Modest but sensible Wi-Fi specs
As an AX3000 router, the RT-AX57 Go isn’t a high-end router, and it doesn’t even support Wi-Fi 6E. But with the mid-range Wi-Fi 6 specs, it’s fast enough for any sub-Gigabit broadband connection. And for travelers, its Wi-Fi performance is comparable to that of the M6 Pro, if not better.
And considering the Wi-Fi specs, the lack of a Multi-Gig port is not a huge deal. Gigabit is plenty fast for anyone needing Wi-Fi on the go. In terms of coverage, Asus says the RT-AX57 Go can handle a small studio of 1000 ft2 (93 m2) or smaller — or any small home without lots of walls. That’s larger than most hotel rooms.

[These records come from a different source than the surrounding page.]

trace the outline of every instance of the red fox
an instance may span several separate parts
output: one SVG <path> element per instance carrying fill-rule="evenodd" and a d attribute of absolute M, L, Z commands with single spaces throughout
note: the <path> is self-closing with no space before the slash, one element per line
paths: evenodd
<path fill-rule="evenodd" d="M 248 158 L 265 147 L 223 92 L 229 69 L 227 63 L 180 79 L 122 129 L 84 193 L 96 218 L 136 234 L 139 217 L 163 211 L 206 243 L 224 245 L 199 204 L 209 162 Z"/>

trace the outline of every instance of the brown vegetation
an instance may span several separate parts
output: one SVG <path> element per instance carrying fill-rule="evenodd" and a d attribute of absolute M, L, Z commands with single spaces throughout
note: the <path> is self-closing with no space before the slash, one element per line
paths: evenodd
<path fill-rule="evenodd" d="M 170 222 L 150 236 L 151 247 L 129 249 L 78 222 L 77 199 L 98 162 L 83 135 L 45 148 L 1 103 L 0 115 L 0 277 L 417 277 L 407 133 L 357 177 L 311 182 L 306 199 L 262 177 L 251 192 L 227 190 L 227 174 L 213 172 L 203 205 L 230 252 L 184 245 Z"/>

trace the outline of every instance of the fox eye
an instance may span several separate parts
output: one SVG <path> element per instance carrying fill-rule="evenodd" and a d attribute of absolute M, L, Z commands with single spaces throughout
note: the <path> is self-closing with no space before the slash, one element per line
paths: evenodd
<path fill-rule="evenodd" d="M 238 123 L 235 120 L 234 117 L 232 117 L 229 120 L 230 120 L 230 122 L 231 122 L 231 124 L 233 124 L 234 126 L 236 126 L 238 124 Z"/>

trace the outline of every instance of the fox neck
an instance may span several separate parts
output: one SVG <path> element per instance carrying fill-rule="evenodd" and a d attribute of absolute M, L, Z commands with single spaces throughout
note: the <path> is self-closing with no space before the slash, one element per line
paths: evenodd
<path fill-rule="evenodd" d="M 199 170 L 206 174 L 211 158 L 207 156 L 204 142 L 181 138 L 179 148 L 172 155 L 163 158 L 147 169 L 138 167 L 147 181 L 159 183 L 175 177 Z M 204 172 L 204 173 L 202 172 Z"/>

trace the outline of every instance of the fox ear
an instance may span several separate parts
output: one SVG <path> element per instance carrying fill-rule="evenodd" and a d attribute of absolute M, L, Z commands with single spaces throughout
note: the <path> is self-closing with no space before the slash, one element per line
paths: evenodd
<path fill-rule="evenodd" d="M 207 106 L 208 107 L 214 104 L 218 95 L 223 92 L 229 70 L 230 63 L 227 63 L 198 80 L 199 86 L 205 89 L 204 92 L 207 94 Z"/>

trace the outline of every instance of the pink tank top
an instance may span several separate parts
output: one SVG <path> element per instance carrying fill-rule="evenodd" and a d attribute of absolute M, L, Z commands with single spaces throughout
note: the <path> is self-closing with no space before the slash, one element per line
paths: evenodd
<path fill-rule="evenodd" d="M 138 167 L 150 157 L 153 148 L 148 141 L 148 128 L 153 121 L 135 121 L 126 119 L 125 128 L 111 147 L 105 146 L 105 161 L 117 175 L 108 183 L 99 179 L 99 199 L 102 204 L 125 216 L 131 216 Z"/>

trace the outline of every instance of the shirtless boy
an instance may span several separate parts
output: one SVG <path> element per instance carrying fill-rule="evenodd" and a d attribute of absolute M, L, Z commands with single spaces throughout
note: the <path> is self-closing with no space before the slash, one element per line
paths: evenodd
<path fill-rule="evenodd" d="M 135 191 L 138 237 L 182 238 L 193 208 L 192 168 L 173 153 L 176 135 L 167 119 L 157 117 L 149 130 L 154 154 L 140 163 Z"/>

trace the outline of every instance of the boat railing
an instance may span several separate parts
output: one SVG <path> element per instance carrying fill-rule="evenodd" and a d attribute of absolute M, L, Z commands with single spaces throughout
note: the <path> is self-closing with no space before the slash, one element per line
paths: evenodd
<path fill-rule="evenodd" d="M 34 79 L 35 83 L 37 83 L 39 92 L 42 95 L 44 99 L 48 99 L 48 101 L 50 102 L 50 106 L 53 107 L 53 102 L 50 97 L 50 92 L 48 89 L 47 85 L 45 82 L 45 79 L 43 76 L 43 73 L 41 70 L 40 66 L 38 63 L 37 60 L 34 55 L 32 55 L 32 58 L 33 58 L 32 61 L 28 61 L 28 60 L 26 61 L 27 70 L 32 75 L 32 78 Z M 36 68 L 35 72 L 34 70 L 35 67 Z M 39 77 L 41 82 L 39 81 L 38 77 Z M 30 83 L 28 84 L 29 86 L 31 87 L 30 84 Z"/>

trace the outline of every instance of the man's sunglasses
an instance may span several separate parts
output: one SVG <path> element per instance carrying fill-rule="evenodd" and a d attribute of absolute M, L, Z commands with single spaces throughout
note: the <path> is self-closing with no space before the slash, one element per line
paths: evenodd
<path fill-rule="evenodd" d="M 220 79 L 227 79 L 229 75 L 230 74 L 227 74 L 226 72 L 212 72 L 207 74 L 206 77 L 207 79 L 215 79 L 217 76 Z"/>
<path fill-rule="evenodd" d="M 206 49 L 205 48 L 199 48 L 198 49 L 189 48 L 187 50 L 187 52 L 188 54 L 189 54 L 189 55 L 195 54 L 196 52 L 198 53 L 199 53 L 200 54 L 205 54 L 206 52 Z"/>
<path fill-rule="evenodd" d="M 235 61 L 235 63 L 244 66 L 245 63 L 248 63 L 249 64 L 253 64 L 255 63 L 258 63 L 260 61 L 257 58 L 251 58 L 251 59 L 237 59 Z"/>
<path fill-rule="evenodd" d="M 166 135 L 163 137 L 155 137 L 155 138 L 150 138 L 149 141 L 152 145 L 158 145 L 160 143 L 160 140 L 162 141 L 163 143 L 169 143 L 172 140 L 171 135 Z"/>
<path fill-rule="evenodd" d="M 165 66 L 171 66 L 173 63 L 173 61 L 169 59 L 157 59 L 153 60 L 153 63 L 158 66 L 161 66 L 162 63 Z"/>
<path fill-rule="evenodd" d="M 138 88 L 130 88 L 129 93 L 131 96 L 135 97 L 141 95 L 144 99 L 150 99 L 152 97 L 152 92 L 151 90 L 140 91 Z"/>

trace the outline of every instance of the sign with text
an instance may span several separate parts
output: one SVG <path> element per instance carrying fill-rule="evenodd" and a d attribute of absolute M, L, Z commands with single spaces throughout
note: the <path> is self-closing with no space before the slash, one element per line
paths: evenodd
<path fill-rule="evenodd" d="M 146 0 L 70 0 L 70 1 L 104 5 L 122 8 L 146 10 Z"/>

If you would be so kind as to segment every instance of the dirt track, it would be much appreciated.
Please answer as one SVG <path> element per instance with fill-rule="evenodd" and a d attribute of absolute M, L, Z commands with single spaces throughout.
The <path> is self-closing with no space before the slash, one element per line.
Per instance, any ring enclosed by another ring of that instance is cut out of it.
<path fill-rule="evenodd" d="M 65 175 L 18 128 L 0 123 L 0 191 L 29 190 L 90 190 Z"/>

Compact design with versatile broadband support
Identical features and network settings as full-size routers; advanced features available free-for-life
Full web interface with helpful optional mobile app
No 6GHz band support; mid-range Wi-Fi 6 specs
No built-in cellular modem or SIM slot
Availability and pricing
Asus says the RT-AX57 Go will start shipping in January 2024 with the suggested retail price of $129.99. While that’s not the most affordable AX3000 router you can find — the RT-AX58U currently costs the same, and the RT-AX57 is $50 lower — it’s still an outstanding deal compared with the Netgear M6 Pro. In fact, there’s no comparison.
I might take it out for a spin someday, but if you’re in the market for a robust travel router, it’s safe to consider the RT-AX57 Go today.